L’Alliance pour la République (APR) a exprimé une vive indignation à la suite de l’évolution judiciaire du dossier impliquant Pape Malick Ndour, coordonnateur des Cadres républicains. Dans un communiqué publié à Dakar le 28 avril 2026, le parti dénonce ce qu’il considère comme une dérive grave du système judiciaire.
L’APR accuse ouvertement le Premier ministre Ousmane Sonko d’être à l’origine de cette procédure, qu’elle qualifie de « règlement de comptes politique ». Selon le communiqué, la privation de liberté de Pape Malick Ndour repose essentiellement sur un rapport d’expertise privé jugé non contradictoire et entaché de nombreuses irrégularités.
Le parti s’interroge notamment sur les conditions d’élaboration de ce rapport, soulignant que l’intéressé n’aurait pas été entendu ni mis en mesure de contester les conclusions techniques avancées. L’APR remet également en question la désignation de l’expert ainsi que le financement de son intervention, estimant que ces zones d’ombre fragilisent la crédibilité de la procédure.

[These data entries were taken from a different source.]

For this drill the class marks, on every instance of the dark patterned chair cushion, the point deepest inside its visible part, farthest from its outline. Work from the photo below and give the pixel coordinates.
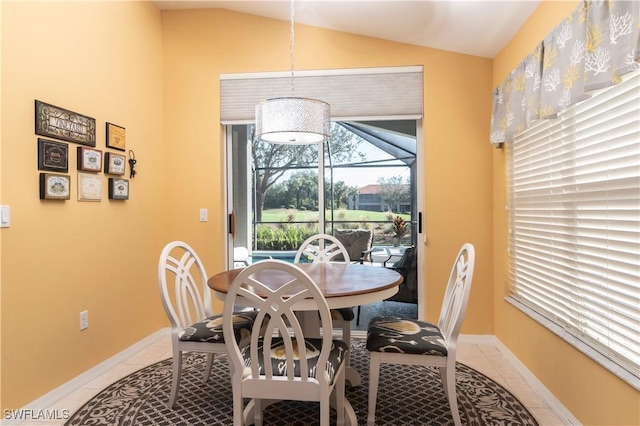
(210, 329)
(409, 336)
(278, 355)
(356, 241)
(342, 314)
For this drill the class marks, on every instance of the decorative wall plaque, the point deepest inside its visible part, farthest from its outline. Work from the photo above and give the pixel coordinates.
(53, 156)
(116, 137)
(55, 187)
(89, 187)
(89, 160)
(114, 163)
(63, 124)
(118, 189)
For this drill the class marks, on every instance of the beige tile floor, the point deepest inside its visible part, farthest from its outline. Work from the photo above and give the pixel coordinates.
(484, 357)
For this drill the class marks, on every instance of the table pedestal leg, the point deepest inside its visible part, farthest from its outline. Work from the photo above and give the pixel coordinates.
(350, 418)
(352, 377)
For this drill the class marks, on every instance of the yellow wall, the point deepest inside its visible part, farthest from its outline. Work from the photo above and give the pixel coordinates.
(592, 394)
(157, 74)
(104, 60)
(199, 45)
(158, 77)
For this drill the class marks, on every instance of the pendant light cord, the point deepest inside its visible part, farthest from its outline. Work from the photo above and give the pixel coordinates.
(292, 47)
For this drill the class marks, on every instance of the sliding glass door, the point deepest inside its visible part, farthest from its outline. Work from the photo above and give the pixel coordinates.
(364, 178)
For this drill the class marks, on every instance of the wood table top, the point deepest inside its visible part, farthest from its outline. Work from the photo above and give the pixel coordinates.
(334, 279)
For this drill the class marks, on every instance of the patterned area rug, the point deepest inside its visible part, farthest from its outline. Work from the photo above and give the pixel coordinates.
(407, 396)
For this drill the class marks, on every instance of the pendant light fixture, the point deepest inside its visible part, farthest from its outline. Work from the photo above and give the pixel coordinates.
(293, 120)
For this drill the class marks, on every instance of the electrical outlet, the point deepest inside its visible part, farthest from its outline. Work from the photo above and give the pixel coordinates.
(84, 320)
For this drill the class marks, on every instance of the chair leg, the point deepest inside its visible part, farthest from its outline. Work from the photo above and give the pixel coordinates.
(175, 380)
(374, 376)
(207, 367)
(325, 407)
(257, 414)
(238, 407)
(339, 389)
(346, 337)
(450, 389)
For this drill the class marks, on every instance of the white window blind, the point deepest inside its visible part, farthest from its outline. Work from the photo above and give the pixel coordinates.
(574, 237)
(382, 93)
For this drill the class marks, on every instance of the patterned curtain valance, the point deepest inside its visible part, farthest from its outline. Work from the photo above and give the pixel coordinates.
(591, 49)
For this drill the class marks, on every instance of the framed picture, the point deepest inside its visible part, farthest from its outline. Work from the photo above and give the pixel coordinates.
(118, 189)
(55, 187)
(63, 124)
(89, 187)
(116, 137)
(114, 163)
(89, 160)
(53, 156)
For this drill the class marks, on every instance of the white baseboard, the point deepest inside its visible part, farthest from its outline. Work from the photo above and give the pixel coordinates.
(49, 399)
(550, 400)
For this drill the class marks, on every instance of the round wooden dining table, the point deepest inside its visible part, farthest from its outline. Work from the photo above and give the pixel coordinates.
(342, 284)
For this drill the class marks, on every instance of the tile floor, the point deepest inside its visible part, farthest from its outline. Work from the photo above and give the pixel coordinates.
(485, 357)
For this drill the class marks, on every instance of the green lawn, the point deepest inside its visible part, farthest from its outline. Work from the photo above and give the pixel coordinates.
(286, 215)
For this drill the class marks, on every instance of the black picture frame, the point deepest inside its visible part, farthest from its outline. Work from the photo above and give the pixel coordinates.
(60, 123)
(114, 164)
(89, 159)
(55, 186)
(53, 156)
(118, 189)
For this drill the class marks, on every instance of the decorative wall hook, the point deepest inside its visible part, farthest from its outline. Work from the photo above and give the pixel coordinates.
(132, 163)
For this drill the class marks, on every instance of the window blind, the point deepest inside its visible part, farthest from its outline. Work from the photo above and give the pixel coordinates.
(382, 93)
(574, 237)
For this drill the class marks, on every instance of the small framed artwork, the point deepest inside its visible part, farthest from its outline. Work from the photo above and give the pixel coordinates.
(53, 156)
(118, 189)
(89, 160)
(89, 187)
(116, 137)
(114, 163)
(60, 123)
(55, 187)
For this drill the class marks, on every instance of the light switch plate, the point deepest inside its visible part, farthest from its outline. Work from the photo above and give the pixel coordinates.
(204, 215)
(5, 214)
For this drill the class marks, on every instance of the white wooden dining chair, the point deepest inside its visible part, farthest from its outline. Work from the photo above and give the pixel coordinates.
(280, 363)
(395, 340)
(186, 299)
(322, 248)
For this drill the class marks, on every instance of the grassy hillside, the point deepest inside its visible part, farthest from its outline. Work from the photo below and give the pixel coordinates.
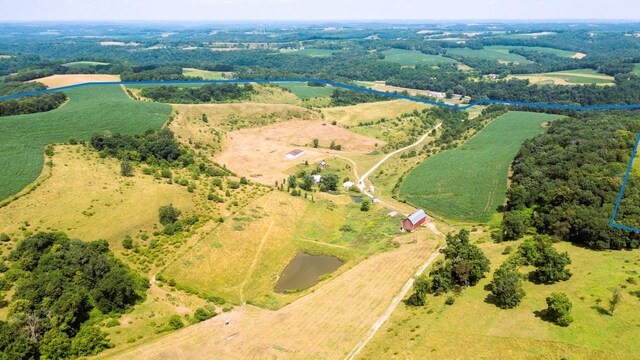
(489, 53)
(89, 110)
(413, 57)
(473, 328)
(469, 183)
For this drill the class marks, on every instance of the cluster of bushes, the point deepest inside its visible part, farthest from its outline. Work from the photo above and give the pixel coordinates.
(61, 285)
(202, 94)
(566, 181)
(304, 181)
(464, 265)
(550, 267)
(150, 147)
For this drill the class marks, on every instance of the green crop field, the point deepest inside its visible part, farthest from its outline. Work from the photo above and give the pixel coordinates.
(89, 110)
(312, 52)
(414, 57)
(557, 52)
(490, 53)
(303, 91)
(469, 183)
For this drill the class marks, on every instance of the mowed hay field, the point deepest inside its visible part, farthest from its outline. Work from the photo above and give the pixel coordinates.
(568, 77)
(469, 183)
(325, 324)
(414, 57)
(89, 110)
(490, 53)
(352, 115)
(259, 153)
(207, 75)
(474, 328)
(55, 81)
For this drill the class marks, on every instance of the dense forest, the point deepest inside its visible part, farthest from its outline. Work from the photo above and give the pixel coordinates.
(63, 287)
(566, 182)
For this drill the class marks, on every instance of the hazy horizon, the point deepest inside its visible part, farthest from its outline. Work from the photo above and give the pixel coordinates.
(315, 11)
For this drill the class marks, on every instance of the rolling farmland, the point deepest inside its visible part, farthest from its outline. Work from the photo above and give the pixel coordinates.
(89, 110)
(490, 53)
(414, 57)
(469, 183)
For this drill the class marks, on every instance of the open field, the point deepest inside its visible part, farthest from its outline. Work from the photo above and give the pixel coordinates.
(54, 81)
(303, 91)
(89, 110)
(492, 333)
(469, 183)
(191, 129)
(84, 64)
(414, 57)
(311, 52)
(86, 197)
(352, 115)
(488, 53)
(206, 75)
(568, 77)
(259, 152)
(547, 50)
(348, 305)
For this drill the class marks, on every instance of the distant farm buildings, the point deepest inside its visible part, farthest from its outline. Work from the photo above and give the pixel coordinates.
(294, 154)
(414, 220)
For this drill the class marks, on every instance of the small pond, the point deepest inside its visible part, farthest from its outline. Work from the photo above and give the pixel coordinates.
(304, 270)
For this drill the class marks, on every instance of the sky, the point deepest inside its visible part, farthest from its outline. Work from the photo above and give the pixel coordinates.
(314, 10)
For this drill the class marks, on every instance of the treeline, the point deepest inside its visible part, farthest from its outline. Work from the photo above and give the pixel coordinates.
(152, 147)
(62, 286)
(153, 73)
(566, 181)
(464, 265)
(342, 97)
(201, 94)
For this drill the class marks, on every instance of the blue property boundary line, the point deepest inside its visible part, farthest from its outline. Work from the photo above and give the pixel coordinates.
(382, 93)
(624, 184)
(335, 84)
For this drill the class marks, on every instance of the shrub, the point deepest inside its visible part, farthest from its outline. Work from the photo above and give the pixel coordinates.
(168, 214)
(559, 309)
(175, 322)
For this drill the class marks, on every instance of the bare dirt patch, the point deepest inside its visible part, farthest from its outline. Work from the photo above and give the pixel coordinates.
(54, 81)
(348, 306)
(260, 152)
(354, 114)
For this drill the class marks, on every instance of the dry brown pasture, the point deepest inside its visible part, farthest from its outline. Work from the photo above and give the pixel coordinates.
(326, 324)
(87, 198)
(259, 152)
(54, 81)
(353, 114)
(190, 128)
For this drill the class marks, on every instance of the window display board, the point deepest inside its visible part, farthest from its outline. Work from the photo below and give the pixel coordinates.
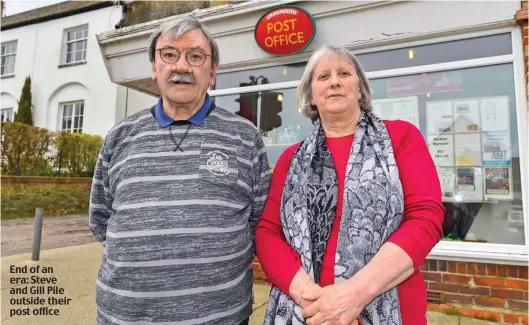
(470, 143)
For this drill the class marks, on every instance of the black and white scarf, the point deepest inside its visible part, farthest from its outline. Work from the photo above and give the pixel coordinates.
(373, 205)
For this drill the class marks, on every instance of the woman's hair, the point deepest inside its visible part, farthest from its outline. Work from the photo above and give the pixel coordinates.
(304, 92)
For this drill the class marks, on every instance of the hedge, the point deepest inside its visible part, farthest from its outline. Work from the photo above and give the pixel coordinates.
(33, 151)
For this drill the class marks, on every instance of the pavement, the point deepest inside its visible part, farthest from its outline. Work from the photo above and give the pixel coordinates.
(75, 270)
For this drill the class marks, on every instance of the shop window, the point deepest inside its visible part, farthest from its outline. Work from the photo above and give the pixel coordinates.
(468, 119)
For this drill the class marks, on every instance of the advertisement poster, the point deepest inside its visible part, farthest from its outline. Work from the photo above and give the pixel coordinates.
(468, 149)
(498, 183)
(440, 117)
(495, 114)
(442, 149)
(402, 108)
(447, 180)
(466, 116)
(496, 149)
(469, 184)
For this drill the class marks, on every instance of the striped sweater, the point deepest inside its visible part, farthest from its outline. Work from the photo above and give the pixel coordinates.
(178, 226)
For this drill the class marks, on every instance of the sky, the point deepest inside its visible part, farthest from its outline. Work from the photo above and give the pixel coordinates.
(16, 6)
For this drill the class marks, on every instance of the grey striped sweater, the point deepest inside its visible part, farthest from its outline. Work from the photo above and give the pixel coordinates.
(178, 226)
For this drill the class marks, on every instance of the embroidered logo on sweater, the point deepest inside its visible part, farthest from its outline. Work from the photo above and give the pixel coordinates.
(217, 163)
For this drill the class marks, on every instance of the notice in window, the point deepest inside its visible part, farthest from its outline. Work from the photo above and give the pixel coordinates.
(469, 184)
(496, 149)
(440, 117)
(495, 114)
(401, 108)
(498, 184)
(447, 180)
(442, 149)
(466, 116)
(468, 149)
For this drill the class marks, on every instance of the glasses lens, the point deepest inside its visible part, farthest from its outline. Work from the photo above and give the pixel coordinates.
(195, 58)
(169, 55)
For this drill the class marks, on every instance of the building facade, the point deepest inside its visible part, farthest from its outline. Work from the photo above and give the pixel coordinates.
(460, 77)
(56, 46)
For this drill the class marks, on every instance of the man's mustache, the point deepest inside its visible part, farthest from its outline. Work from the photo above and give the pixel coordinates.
(182, 78)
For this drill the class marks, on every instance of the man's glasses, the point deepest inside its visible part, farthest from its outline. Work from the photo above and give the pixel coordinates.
(194, 58)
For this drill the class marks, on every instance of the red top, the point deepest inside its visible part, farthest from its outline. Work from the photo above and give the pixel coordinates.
(420, 230)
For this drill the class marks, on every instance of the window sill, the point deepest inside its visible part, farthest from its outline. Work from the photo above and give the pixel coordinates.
(71, 64)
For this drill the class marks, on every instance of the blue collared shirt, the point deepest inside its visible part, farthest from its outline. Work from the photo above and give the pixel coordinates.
(197, 119)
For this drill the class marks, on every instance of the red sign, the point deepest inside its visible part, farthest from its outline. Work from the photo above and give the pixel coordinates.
(285, 30)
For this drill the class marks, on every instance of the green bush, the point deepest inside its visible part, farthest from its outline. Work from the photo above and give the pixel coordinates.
(20, 200)
(33, 151)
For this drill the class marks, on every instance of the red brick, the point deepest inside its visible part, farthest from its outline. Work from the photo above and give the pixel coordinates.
(490, 301)
(511, 318)
(516, 284)
(492, 269)
(464, 299)
(462, 267)
(472, 268)
(481, 269)
(513, 271)
(489, 281)
(445, 287)
(522, 272)
(517, 304)
(433, 276)
(452, 267)
(506, 293)
(480, 291)
(456, 278)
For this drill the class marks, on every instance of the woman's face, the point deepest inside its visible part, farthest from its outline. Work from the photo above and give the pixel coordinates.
(335, 87)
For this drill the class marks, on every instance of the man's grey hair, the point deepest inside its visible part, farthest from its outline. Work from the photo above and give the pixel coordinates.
(304, 92)
(177, 28)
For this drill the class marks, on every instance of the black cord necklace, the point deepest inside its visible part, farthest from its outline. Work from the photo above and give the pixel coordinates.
(178, 148)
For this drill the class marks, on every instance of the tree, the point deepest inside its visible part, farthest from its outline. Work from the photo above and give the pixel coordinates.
(24, 114)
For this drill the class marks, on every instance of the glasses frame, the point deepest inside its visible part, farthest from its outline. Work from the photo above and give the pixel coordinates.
(179, 54)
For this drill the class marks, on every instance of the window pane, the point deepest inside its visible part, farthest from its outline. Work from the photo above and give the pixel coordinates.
(281, 124)
(468, 119)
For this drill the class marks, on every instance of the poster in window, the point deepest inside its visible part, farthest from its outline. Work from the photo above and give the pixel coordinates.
(495, 114)
(498, 184)
(469, 184)
(442, 149)
(468, 149)
(466, 116)
(447, 179)
(401, 108)
(496, 149)
(440, 117)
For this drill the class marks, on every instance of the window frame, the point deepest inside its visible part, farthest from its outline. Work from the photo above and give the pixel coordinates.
(62, 107)
(65, 42)
(10, 54)
(446, 250)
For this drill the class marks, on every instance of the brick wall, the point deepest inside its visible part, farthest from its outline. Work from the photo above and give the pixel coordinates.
(485, 291)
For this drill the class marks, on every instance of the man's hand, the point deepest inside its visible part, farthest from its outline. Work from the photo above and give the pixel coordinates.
(338, 304)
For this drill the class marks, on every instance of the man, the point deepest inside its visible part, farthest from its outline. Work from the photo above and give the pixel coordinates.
(176, 196)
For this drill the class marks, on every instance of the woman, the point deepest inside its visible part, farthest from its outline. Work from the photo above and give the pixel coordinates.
(353, 210)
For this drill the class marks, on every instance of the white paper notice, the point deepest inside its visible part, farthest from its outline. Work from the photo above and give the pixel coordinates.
(400, 108)
(440, 117)
(447, 179)
(468, 149)
(466, 116)
(495, 114)
(496, 149)
(469, 184)
(442, 149)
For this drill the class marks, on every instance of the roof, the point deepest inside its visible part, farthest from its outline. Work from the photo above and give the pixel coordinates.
(55, 11)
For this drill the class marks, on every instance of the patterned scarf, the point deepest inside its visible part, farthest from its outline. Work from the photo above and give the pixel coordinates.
(372, 210)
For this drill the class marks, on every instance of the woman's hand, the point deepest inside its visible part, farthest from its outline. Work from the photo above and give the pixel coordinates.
(339, 304)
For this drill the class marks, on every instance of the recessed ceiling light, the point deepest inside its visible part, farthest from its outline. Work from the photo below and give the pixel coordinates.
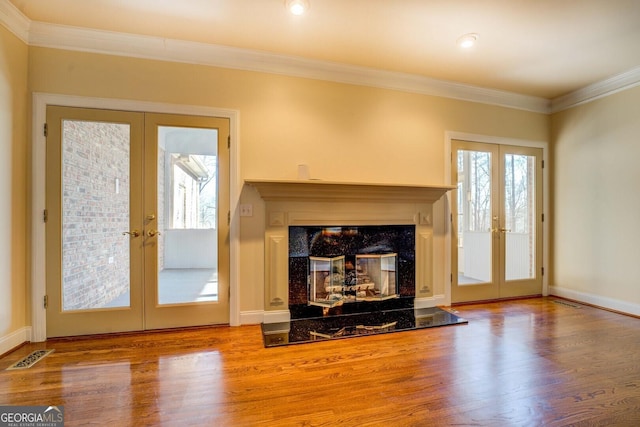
(467, 41)
(297, 7)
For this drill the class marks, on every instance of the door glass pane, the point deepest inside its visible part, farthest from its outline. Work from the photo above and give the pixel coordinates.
(474, 217)
(95, 213)
(520, 216)
(187, 215)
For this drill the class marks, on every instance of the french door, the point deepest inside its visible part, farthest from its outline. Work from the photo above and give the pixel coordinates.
(135, 238)
(497, 218)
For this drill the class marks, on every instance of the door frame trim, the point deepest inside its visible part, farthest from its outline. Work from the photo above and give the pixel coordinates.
(40, 101)
(487, 139)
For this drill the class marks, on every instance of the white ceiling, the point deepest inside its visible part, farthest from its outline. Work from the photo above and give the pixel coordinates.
(542, 48)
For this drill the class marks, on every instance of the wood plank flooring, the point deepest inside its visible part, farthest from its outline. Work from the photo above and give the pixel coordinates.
(533, 362)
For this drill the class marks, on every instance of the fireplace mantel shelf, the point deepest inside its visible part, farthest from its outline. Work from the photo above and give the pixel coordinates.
(330, 191)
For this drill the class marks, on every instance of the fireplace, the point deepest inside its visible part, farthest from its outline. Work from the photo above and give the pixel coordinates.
(350, 269)
(309, 221)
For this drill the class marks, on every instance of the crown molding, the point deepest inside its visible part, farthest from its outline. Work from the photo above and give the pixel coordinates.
(597, 90)
(14, 20)
(105, 42)
(112, 43)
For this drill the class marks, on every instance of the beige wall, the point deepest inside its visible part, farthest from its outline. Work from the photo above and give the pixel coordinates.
(597, 201)
(13, 185)
(343, 132)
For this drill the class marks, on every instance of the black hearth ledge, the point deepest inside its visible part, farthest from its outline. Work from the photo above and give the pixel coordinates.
(355, 324)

Toujours selon le communiqué, Pape Malick Ndour s’est pourtant toujours conformé aux exigences judiciaires, répondant aux convocations et respectant les mesures d’assignation à domicile sous surveillance électronique. Dès lors, sa détention est jugée « disproportionnée » au regard des principes de nécessité et de respect des libertés fondamentales.
L’APR considère que cette affaire s’inscrit dans une dynamique plus large de restriction de l’expression politique. Elle alerte sur un risque de perte de confiance des citoyens envers l’institution judiciaire, évoquant le spectre d’une « justice aux ordres ».
Face à cette situation, le parti appelle à une mobilisation citoyenne pour défendre l’État de droit, les libertés publiques et le pluralisme politique. Il annonce également des actions à venir pour dénoncer ce qu’il perçoit comme des tentatives répétées de « bâillonnement » d’une voix politique.
À travers cette sortie, l’APR repositionne clairement le débat sur le terrain politique, transformant une affaire judiciaire en enjeu majeur de confrontation autour de l’indépendance de la justice et du respect des droits fondamentaux.